On Tuesday, I actually got to lead the half-marathon clinic in a mini-talk on running drills. It was fun taking the group up to Parliament Hill to do drills on the front lawn. Since they’ve been watering the lawn nearly continuously throughout our drought, the lawn at Parliament Hill is probably the only green grass in all of Ottawa. Maya, the instructor for my 5K/10K clinic last year, would do the same. I tried to incorporate them into the my own clinics, but I found it just made the participants impatient. Since many of them were doing a 5K race for the first time in their lives, the importance of drills (to improve flexibility and improve speed) was utterly lost on them. My 2 hour pace group can be quite large, but leading the entire clinic gave me an appreciation of just how large the group is. I lined up the group parallel with West Block and they took up the full width of the lawn. The Hill is teaming with tourists. I’m sure we made a bunch of Facebook albums in Japan and whatever highly censored version they have in China.

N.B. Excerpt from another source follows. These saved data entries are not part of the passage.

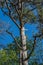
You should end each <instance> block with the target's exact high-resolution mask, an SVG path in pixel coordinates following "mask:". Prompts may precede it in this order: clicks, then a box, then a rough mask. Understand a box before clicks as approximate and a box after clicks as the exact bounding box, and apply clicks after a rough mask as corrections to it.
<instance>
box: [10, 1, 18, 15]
mask: <svg viewBox="0 0 43 65" xmlns="http://www.w3.org/2000/svg"><path fill="white" fill-rule="evenodd" d="M10 4H11V5H13V6H14V7H15V10H16V12H17V14H18V15H19V11H18V10H17V8H16V5H17V3H16V4H14V3H13V2H11V1H10Z"/></svg>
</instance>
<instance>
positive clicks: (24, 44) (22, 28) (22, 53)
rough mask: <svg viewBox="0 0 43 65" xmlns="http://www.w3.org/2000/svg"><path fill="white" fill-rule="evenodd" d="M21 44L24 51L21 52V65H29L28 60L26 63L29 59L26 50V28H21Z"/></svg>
mask: <svg viewBox="0 0 43 65" xmlns="http://www.w3.org/2000/svg"><path fill="white" fill-rule="evenodd" d="M21 42H22V49H23V50H21V51H20V65H28V60H26V61H24V59H26V58H27V50H26V36H25V28H24V27H22V28H21Z"/></svg>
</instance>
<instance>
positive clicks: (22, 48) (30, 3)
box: [1, 0, 43, 65]
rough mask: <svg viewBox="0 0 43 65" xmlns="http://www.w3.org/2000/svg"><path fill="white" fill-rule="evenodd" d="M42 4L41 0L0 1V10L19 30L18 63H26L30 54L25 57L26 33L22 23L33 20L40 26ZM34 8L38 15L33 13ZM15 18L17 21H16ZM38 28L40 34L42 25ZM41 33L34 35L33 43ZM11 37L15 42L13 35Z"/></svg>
mask: <svg viewBox="0 0 43 65" xmlns="http://www.w3.org/2000/svg"><path fill="white" fill-rule="evenodd" d="M42 4H43V1H42V0H3V1H2V2H1V10H2V11H3V12H4V14H6V15H7V16H9V17H10V18H11V20H12V21H13V22H14V24H15V25H16V26H17V27H18V28H19V30H20V39H21V46H19V45H18V46H19V48H20V65H28V58H29V57H30V55H31V54H32V52H31V53H30V55H29V57H27V50H26V35H25V31H26V29H25V28H24V25H25V24H26V23H32V22H31V21H33V23H35V22H36V21H38V22H39V23H40V25H41V26H42V24H43V8H42V6H43V5H42ZM35 9H37V11H38V17H36V16H35V15H34V13H33V11H34V10H35ZM17 20H18V21H19V22H18V23H17ZM40 25H39V27H40ZM40 30H41V35H42V34H43V32H42V31H43V27H41V28H40ZM6 32H7V33H9V34H10V35H11V36H12V37H13V35H12V33H10V32H9V31H8V30H7V31H6ZM41 35H38V36H35V41H34V43H35V42H36V37H40V36H41ZM13 39H14V40H15V42H16V43H17V41H16V39H15V38H14V37H13ZM17 44H18V43H17ZM34 46H35V45H33V49H34ZM33 49H32V51H33Z"/></svg>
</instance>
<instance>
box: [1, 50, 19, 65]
mask: <svg viewBox="0 0 43 65" xmlns="http://www.w3.org/2000/svg"><path fill="white" fill-rule="evenodd" d="M15 64H18V58H17V55H16V52H15V51H14V50H10V49H8V50H7V49H3V50H0V65H15Z"/></svg>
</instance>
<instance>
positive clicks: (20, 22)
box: [18, 0, 28, 65]
mask: <svg viewBox="0 0 43 65" xmlns="http://www.w3.org/2000/svg"><path fill="white" fill-rule="evenodd" d="M18 3H19V9H20V11H21V15H22V10H23V7H22V4H23V2H22V0H18ZM21 15H20V16H19V17H20V26H21V29H20V37H21V46H22V49H23V50H20V65H28V61H27V60H26V61H23V60H24V59H26V58H27V51H26V36H25V28H24V27H23V24H22V16H21Z"/></svg>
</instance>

Wednesday was another hill night. Five repeats this time. We split them between Fleet St. and the Rideau Locks, with a nice tempo run in between. I enjoyed this in the last clinic, but I can’t help but think this is a mistake this time of year. In addition to the usual competition for space with pedestrians and cyclists, the Locks hill is full of tourists watching the locks in action or hanging out at the Bytown Museum waiting for their boat tour to come in. We easily add another 90 people to that equation. On my first run up the hill, I go caught behind a man in an electric wheelchair that I had a little difficulty passing. Since the hill is too steep for the electric motor of the chair, he had to criss-cross the width of the path. For giving one of my instructors a thumbs up as we passed each other on the hill, I almost lost an arm to a douchebag cyclist that thought the downward slope of the locks hill was the finish line of the Tour de France. Same asshole dinged Kalin further down the hill.
If we meet again, you’ll have one thing in common with Lance Armstrong. One thing. It won’t be the number of titles.
The weather has much improved in Ottawa. We had a wicked afternoon and evening of thunderstorms Monday that broke the back of the humidity. It’s still a littly muggy here, but the highest humidex it reached post-storm was 36 degrees. Even that night there was a breeze which pretty much cancelled it out.
For the first Sunday in a few weeks, I’m looking forward to Sunday’s long run, 14K. It’s a nice route that takes us through Old Ottawa South, through Carleton Univeristy and the experimental farm. It’s supposed to be a nice sunny day. Fingers crossed.